Он вынул из кармана бумажник и достал из него газетную вырезку. Никто из трех слушавших его мужчин даже не посмотрел на бумагу, которую он разложил на белой скатерти. Их взгляды были устремлены на его лицо.
– Вот список убитых… во имя правосудия, – сказал Кортлендер, разглаживая вырезку из «Мегафона». – Людей, которым законы этой страны неписаны, эксплуататоров и распутников, грабителей казны и растлителей молодежи… Людей, которые покупали и продавали «правосудие». – Он снова сложил бумагу. – Я молился о том, чтобы когда-нибудь встретиться с вами.

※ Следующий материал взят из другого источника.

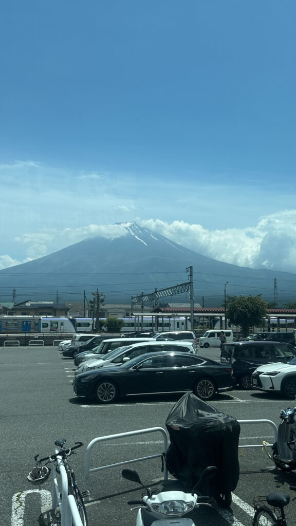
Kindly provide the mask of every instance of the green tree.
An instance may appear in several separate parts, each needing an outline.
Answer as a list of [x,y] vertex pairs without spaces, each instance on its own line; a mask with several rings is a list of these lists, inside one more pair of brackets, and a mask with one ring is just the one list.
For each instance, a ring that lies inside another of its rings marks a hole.
[[116,316],[108,316],[106,320],[107,332],[119,332],[124,325],[123,320],[119,320]]
[[240,325],[243,338],[249,335],[250,327],[265,325],[267,313],[267,304],[261,297],[255,296],[229,297],[227,301],[227,315],[231,323]]

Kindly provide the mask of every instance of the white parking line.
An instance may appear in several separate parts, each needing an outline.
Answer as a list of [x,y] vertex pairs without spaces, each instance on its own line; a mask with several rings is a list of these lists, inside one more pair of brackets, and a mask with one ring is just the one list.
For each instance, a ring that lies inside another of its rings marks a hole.
[[43,506],[51,506],[52,495],[51,492],[47,490],[26,490],[15,493],[12,498],[11,526],[24,526],[26,497],[29,493],[32,493],[40,495],[40,509]]

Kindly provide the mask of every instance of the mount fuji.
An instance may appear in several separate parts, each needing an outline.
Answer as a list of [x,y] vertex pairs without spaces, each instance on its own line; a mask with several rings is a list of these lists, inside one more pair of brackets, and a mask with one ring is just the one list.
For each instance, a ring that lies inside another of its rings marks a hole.
[[[224,285],[230,296],[262,294],[273,299],[274,278],[284,289],[285,302],[294,301],[296,275],[238,267],[206,257],[136,222],[116,224],[118,237],[89,238],[38,259],[0,270],[0,302],[13,289],[18,302],[61,297],[81,300],[97,289],[106,303],[129,303],[132,296],[184,283],[193,267],[195,301],[221,306]],[[289,298],[291,298],[290,300]],[[174,296],[170,302],[189,302]]]

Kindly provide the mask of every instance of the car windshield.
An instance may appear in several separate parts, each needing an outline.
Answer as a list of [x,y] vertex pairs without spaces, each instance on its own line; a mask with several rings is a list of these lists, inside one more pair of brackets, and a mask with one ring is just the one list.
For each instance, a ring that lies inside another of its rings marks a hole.
[[118,356],[119,355],[121,355],[124,351],[127,351],[129,349],[131,349],[132,347],[130,345],[125,345],[124,347],[119,347],[118,349],[114,349],[114,351],[111,351],[110,352],[107,352],[106,355],[104,355],[104,358],[102,358],[102,360],[111,360],[111,358],[115,358]]
[[287,365],[296,365],[296,356],[294,358],[292,358],[292,360],[290,360],[289,361],[288,361]]

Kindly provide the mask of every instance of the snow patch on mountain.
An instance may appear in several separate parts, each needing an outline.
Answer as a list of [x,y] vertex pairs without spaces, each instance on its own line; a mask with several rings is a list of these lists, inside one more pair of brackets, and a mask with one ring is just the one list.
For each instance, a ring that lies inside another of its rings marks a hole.
[[[144,243],[144,244],[145,245],[146,247],[148,246],[148,245],[147,245],[147,243],[145,243],[145,241],[143,240],[143,239],[141,239],[140,237],[138,237],[138,236],[136,235],[136,234],[134,233],[134,232],[133,232],[133,230],[132,230],[132,228],[130,228],[129,227],[127,227],[127,230],[129,230],[130,234],[132,234],[132,236],[133,236],[134,237],[135,237],[136,239],[138,239],[139,241],[141,241],[142,242]],[[139,228],[139,230],[140,230],[140,229]]]
[[175,248],[176,250],[180,250],[180,252],[184,252],[184,250],[182,250],[181,248],[177,248],[177,247],[175,245],[173,245],[172,243],[170,243],[170,241],[167,240],[167,239],[165,239],[165,240],[166,243],[168,243],[169,245],[170,245],[172,247],[173,247],[174,248]]

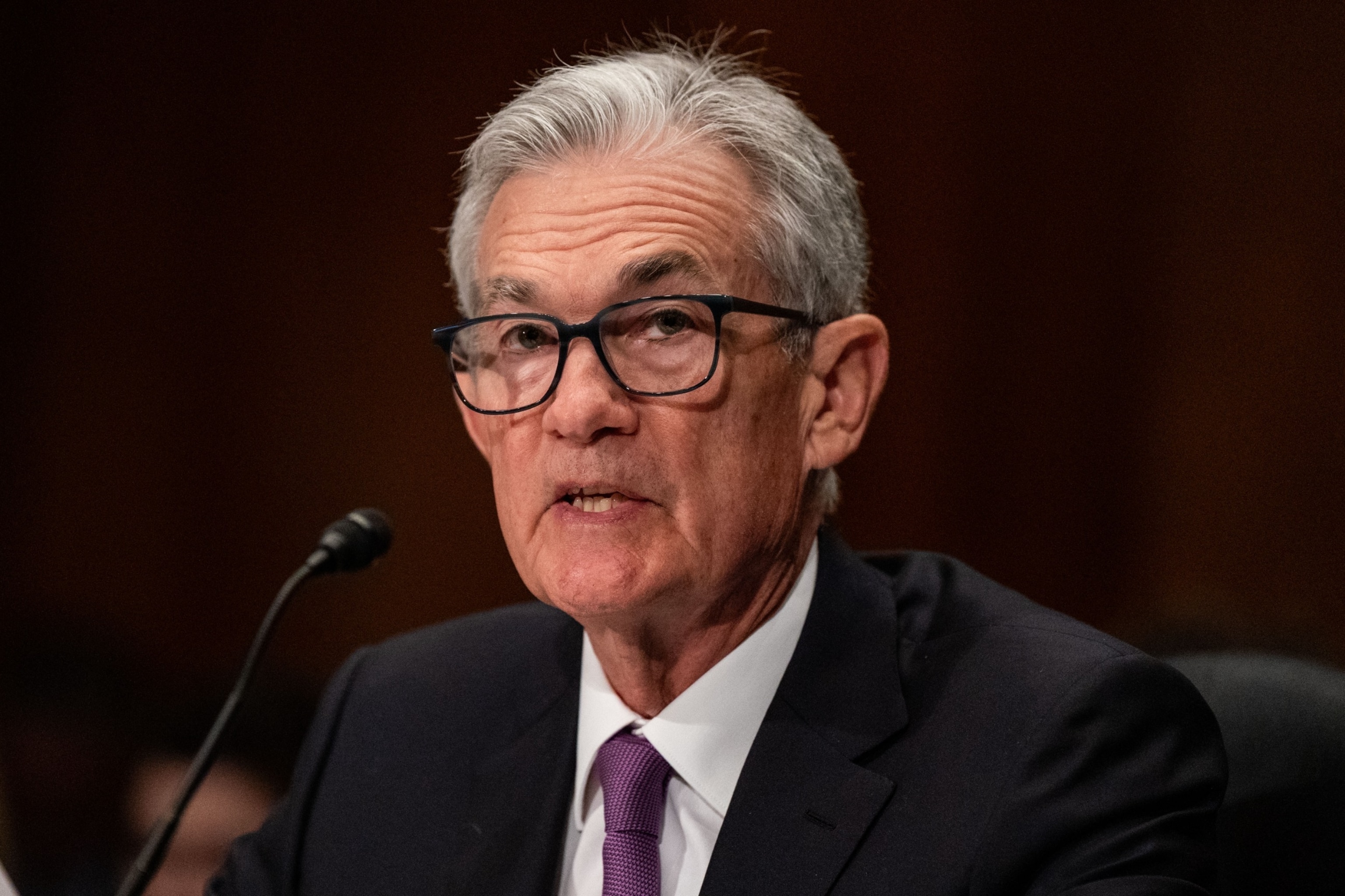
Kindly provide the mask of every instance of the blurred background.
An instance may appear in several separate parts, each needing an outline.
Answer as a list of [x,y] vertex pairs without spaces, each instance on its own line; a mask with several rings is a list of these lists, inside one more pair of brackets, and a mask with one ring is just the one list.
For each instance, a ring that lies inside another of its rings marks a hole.
[[385,508],[395,547],[285,619],[188,870],[282,790],[352,649],[529,599],[429,341],[455,153],[557,58],[720,23],[863,183],[894,356],[842,467],[850,543],[1157,653],[1345,664],[1338,1],[7,4],[0,861],[26,895],[110,892],[346,510]]

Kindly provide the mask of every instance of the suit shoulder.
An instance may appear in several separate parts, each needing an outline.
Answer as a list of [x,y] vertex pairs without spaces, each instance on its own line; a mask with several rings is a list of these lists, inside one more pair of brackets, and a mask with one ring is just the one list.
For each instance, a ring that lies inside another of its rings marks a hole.
[[475,613],[367,647],[363,699],[465,705],[530,703],[578,677],[582,629],[538,602]]

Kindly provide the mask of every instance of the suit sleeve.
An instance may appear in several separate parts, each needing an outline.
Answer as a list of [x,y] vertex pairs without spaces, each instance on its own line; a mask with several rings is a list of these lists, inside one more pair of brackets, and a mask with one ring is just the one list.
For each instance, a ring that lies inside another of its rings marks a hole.
[[206,885],[206,896],[297,896],[308,813],[366,652],[351,656],[328,682],[295,763],[289,793],[257,832],[234,841],[223,866]]
[[971,893],[1202,896],[1227,762],[1174,669],[1142,654],[1077,680],[1021,744]]

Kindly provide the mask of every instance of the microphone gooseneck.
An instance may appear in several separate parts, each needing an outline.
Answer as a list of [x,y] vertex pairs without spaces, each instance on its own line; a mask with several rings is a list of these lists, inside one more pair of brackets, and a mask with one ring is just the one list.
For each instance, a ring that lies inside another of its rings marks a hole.
[[234,713],[238,712],[238,707],[247,693],[247,686],[257,673],[257,665],[266,652],[266,645],[270,643],[270,635],[276,629],[276,623],[280,622],[280,617],[285,611],[291,595],[299,590],[299,586],[315,575],[363,570],[387,553],[391,543],[393,527],[387,520],[387,514],[374,508],[351,510],[327,527],[317,541],[317,549],[308,555],[304,566],[295,570],[285,579],[285,584],[280,586],[276,599],[270,602],[270,609],[266,610],[266,615],[257,629],[257,634],[253,635],[252,646],[247,649],[247,657],[243,660],[243,668],[234,681],[233,690],[225,699],[225,705],[221,707],[219,715],[215,716],[215,723],[210,727],[210,733],[206,735],[200,748],[196,751],[196,756],[191,760],[191,767],[187,768],[187,775],[178,787],[178,794],[174,797],[172,803],[159,817],[153,830],[149,832],[149,838],[145,841],[144,849],[140,850],[130,870],[126,872],[126,877],[121,881],[117,896],[141,896],[145,887],[153,880],[155,872],[159,870],[159,865],[163,864],[164,856],[168,853],[168,845],[178,832],[182,814],[219,755],[221,740],[229,731]]

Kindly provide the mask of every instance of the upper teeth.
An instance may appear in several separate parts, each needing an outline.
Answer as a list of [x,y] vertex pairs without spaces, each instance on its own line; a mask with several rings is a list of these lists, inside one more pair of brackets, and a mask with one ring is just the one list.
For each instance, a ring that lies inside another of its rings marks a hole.
[[569,497],[574,509],[585,513],[603,513],[629,500],[620,492],[599,492],[590,488],[573,489]]

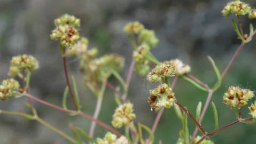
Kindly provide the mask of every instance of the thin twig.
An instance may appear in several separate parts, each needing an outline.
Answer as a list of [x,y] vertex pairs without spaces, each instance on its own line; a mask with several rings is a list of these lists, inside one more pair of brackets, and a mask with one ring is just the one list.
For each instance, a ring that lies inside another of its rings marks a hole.
[[71,85],[70,84],[69,82],[69,78],[68,77],[68,73],[67,68],[67,59],[66,57],[64,56],[63,57],[63,66],[64,68],[64,73],[65,73],[65,77],[66,78],[66,82],[67,83],[67,85],[68,87],[68,92],[69,92],[70,97],[71,97],[71,99],[72,100],[73,103],[74,104],[74,106],[76,110],[79,109],[78,107],[76,105],[76,102],[75,102],[75,98],[74,97],[74,94],[73,93],[72,89],[71,88]]
[[80,115],[81,116],[82,116],[82,117],[84,117],[87,119],[89,119],[91,121],[95,122],[96,124],[102,126],[103,127],[105,127],[105,129],[108,130],[110,131],[113,132],[113,133],[114,133],[115,134],[116,134],[116,135],[117,135],[119,137],[122,135],[122,134],[121,133],[120,133],[119,132],[118,132],[114,129],[112,128],[111,126],[107,125],[105,123],[104,123],[104,122],[102,122],[99,120],[94,119],[92,116],[91,116],[90,115],[88,115],[83,113],[82,111],[77,111],[73,110],[64,109],[64,108],[63,108],[60,107],[59,107],[59,106],[55,105],[53,104],[49,103],[49,102],[46,102],[46,101],[45,101],[43,100],[41,100],[39,98],[37,98],[35,97],[35,96],[33,95],[32,94],[31,94],[30,93],[26,93],[25,95],[26,97],[28,97],[28,98],[31,98],[32,99],[35,100],[35,101],[37,101],[40,103],[42,103],[44,105],[48,106],[50,107],[52,107],[53,108],[57,109],[57,110],[58,110],[60,111],[66,113],[68,113],[68,114],[77,114],[77,115]]
[[193,117],[193,116],[189,113],[189,111],[187,109],[187,108],[181,105],[181,104],[177,101],[175,102],[175,103],[177,104],[177,105],[178,105],[178,106],[179,106],[189,116],[189,117],[190,117],[191,119],[192,119],[192,120],[197,125],[198,128],[199,128],[202,133],[205,135],[206,134],[206,132],[201,126],[201,124],[200,124],[198,122],[197,122],[197,119],[196,119],[196,118]]

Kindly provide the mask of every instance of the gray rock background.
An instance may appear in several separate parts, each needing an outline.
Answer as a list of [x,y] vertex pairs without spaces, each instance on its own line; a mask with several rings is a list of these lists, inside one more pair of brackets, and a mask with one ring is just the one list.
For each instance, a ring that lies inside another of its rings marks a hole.
[[[131,61],[133,49],[122,31],[127,22],[138,20],[146,27],[154,29],[160,43],[152,53],[160,60],[179,58],[192,67],[191,74],[212,85],[216,81],[213,70],[207,59],[211,55],[222,71],[239,45],[231,25],[231,18],[223,18],[221,11],[229,1],[214,0],[1,0],[0,1],[0,78],[7,77],[9,61],[12,56],[33,54],[41,68],[33,76],[32,91],[34,95],[60,105],[65,86],[62,61],[58,43],[49,35],[54,28],[53,20],[64,13],[74,14],[81,20],[81,34],[88,38],[91,46],[97,46],[101,54],[117,52],[126,57],[126,77]],[[256,2],[247,0],[252,6]],[[242,19],[244,28],[256,21]],[[230,85],[241,85],[255,90],[256,60],[253,39],[239,54],[235,63],[223,80],[220,89],[213,97],[219,113],[220,125],[233,121],[235,116],[222,103],[222,94]],[[83,110],[93,114],[96,98],[84,89],[79,71],[77,59],[68,61],[71,74],[75,75],[82,96]],[[110,81],[118,82],[113,78]],[[133,75],[129,98],[135,105],[137,118],[151,126],[156,115],[146,103],[148,90],[153,88],[145,78]],[[203,103],[207,94],[179,81],[175,89],[180,102],[195,114],[198,101]],[[0,102],[1,109],[27,111],[22,106],[25,98]],[[113,93],[107,90],[99,119],[110,124],[115,109]],[[40,116],[71,134],[69,123],[88,130],[90,122],[79,117],[65,114],[34,102]],[[72,105],[71,105],[72,106]],[[248,111],[244,108],[244,116]],[[203,123],[210,131],[214,129],[211,108]],[[189,120],[192,133],[195,125]],[[181,129],[173,109],[165,111],[156,132],[156,141],[175,143]],[[120,131],[122,131],[121,130]],[[0,143],[68,143],[63,138],[35,122],[6,115],[0,116]],[[96,135],[102,137],[106,130],[97,126]],[[215,143],[255,143],[256,126],[239,124],[211,138]],[[155,143],[157,143],[157,142]]]

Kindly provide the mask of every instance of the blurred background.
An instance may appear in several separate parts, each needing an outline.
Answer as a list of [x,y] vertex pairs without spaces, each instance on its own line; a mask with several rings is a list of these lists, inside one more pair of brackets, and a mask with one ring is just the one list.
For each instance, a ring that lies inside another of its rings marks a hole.
[[[160,60],[178,58],[191,66],[191,74],[212,86],[215,73],[207,60],[211,56],[222,71],[240,44],[234,31],[231,18],[224,18],[221,11],[229,1],[214,0],[1,0],[0,1],[0,79],[7,77],[9,62],[12,56],[24,53],[35,57],[40,69],[33,75],[32,93],[44,100],[61,105],[65,87],[61,57],[58,43],[50,38],[54,29],[53,20],[64,13],[74,14],[81,20],[81,35],[88,38],[90,45],[97,46],[100,55],[117,52],[126,58],[126,67],[121,75],[126,77],[131,60],[133,48],[123,27],[129,21],[138,20],[146,28],[156,31],[160,40],[152,52]],[[256,6],[253,0],[247,0]],[[242,18],[244,29],[249,31],[250,22]],[[246,44],[213,96],[219,110],[220,126],[235,119],[235,115],[222,103],[222,94],[228,86],[239,85],[256,87],[256,39]],[[83,105],[83,110],[93,115],[96,98],[83,85],[79,61],[68,60],[70,74],[74,75]],[[111,77],[114,85],[117,81]],[[134,103],[136,122],[151,127],[156,115],[146,102],[149,90],[154,88],[145,77],[134,74],[128,98]],[[180,103],[193,115],[201,101],[204,105],[207,93],[187,82],[179,80],[174,89]],[[28,111],[22,102],[26,98],[0,101],[0,109],[10,111]],[[39,115],[44,120],[71,134],[68,124],[72,123],[88,131],[90,122],[79,117],[69,117],[58,111],[34,102]],[[71,108],[72,105],[70,105]],[[108,89],[99,119],[111,124],[116,107],[114,94]],[[243,116],[247,116],[244,108]],[[190,133],[195,125],[189,119]],[[211,107],[203,122],[205,129],[214,129]],[[175,143],[179,137],[181,123],[173,108],[165,110],[156,133],[154,143]],[[123,130],[120,130],[122,131]],[[106,130],[97,126],[95,135],[102,137]],[[15,116],[0,115],[0,143],[68,143],[64,138],[34,121]],[[239,124],[211,138],[215,143],[256,143],[256,126]]]

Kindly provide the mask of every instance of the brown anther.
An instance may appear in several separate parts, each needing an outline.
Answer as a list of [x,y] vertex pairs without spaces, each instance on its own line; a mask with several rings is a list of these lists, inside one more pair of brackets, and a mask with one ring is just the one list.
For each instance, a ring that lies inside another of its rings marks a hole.
[[164,93],[165,92],[165,88],[161,87],[161,89],[160,89],[160,93],[162,94],[162,93]]
[[172,94],[170,94],[169,95],[168,95],[167,97],[169,98],[169,99],[172,99],[172,98],[173,98],[173,95]]
[[23,89],[22,88],[19,89],[19,92],[23,93],[24,92],[24,89]]

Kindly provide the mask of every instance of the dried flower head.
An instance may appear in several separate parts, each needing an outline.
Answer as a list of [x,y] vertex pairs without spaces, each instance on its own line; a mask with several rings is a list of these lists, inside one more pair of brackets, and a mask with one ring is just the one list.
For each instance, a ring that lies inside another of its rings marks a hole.
[[148,102],[151,110],[157,111],[163,107],[168,108],[175,102],[174,93],[166,84],[160,84],[154,90],[150,90],[150,93]]
[[130,102],[119,106],[112,116],[112,125],[118,129],[129,124],[136,118],[133,111],[133,105]]
[[66,14],[56,19],[55,23],[56,28],[52,31],[51,39],[59,39],[63,47],[72,47],[79,39],[80,20]]
[[249,89],[243,89],[238,86],[230,86],[224,93],[223,102],[233,108],[240,109],[247,105],[248,101],[253,97],[253,92]]
[[252,103],[249,108],[250,110],[249,114],[252,115],[254,119],[256,119],[256,101],[254,101],[254,103]]
[[13,78],[3,80],[0,85],[0,99],[4,100],[19,94],[19,82]]
[[245,15],[251,10],[251,7],[246,3],[236,0],[228,3],[221,12],[224,17],[229,16],[231,13],[236,15]]
[[252,9],[249,12],[248,14],[249,19],[256,19],[256,9]]
[[107,132],[103,139],[97,138],[97,144],[128,144],[128,139],[124,136],[117,138],[117,136],[111,132]]
[[175,69],[173,65],[162,63],[157,65],[147,76],[147,79],[150,82],[156,82],[159,78],[174,76]]
[[[197,136],[194,140],[194,141],[193,142],[193,144],[196,144],[197,143],[198,141],[201,139],[202,137],[200,136]],[[204,140],[202,142],[201,142],[200,143],[201,144],[214,144],[214,143],[210,140]]]
[[174,66],[176,73],[178,75],[182,75],[190,71],[190,67],[189,65],[184,64],[182,61],[179,59],[171,60],[165,61],[165,63]]
[[126,24],[123,28],[123,30],[128,34],[138,34],[143,29],[143,25],[138,21],[135,21]]
[[39,68],[37,60],[34,57],[27,54],[12,57],[10,64],[9,74],[12,77],[17,76],[22,70],[27,70],[32,73]]
[[[106,54],[100,58],[93,59],[84,63],[82,68],[90,70],[94,77],[98,81],[102,81],[108,77],[113,70],[119,71],[123,67],[125,59],[118,54]],[[90,72],[90,71],[89,71]],[[90,74],[86,77],[86,81],[91,81]]]
[[155,46],[159,42],[154,34],[154,30],[144,29],[141,30],[138,41],[141,43],[146,43],[150,47]]

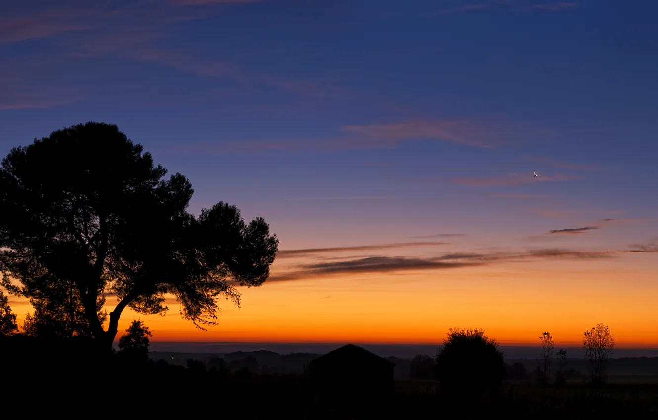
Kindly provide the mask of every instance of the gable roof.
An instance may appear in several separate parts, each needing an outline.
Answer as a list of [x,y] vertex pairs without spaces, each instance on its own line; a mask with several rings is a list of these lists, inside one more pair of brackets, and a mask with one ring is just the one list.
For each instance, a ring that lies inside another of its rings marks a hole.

– Продолжайте, – все тем же бесстрастным голосом повторил Манфред.
– Я хочу работать с вами, стать одним из вас, разделить вашу жизнь и… – он заколебался, а потом серьезно произнес: – И, если понадобится, смерть.
Манфред медленно кивнул и посмотрел на мужчину, который хромал.
– Что скажете, Гонзалес? – спросил он.
Леон Гонзалес был прекрасным физиономистом. Молодой человек знал это, он повернулся и встретил устремленный на него оценивающий взгляд.
– Энтузиаст, мечтатель и интеллектуал, конечно же, – медленно произнес Гонзалес. – Надежен. Это хорошо. И уравновешен – это еще лучше. Но…
– Но? – настороженно поинтересовался Кортлендер.
– Подвержен страсти, а это плохо, – вынес вердикт Гонзалес.
– Ее можно научиться сдерживать, – спокойно возразил молодой человек. – Мне пришлось иметь дело с людьми, которые соображают лихорадочно и действуют необдуманно. И этим грешат все организации, которые борются со злом беспорядочными преступлениями, чувства превращают в чувствительность и королей путают с монархией.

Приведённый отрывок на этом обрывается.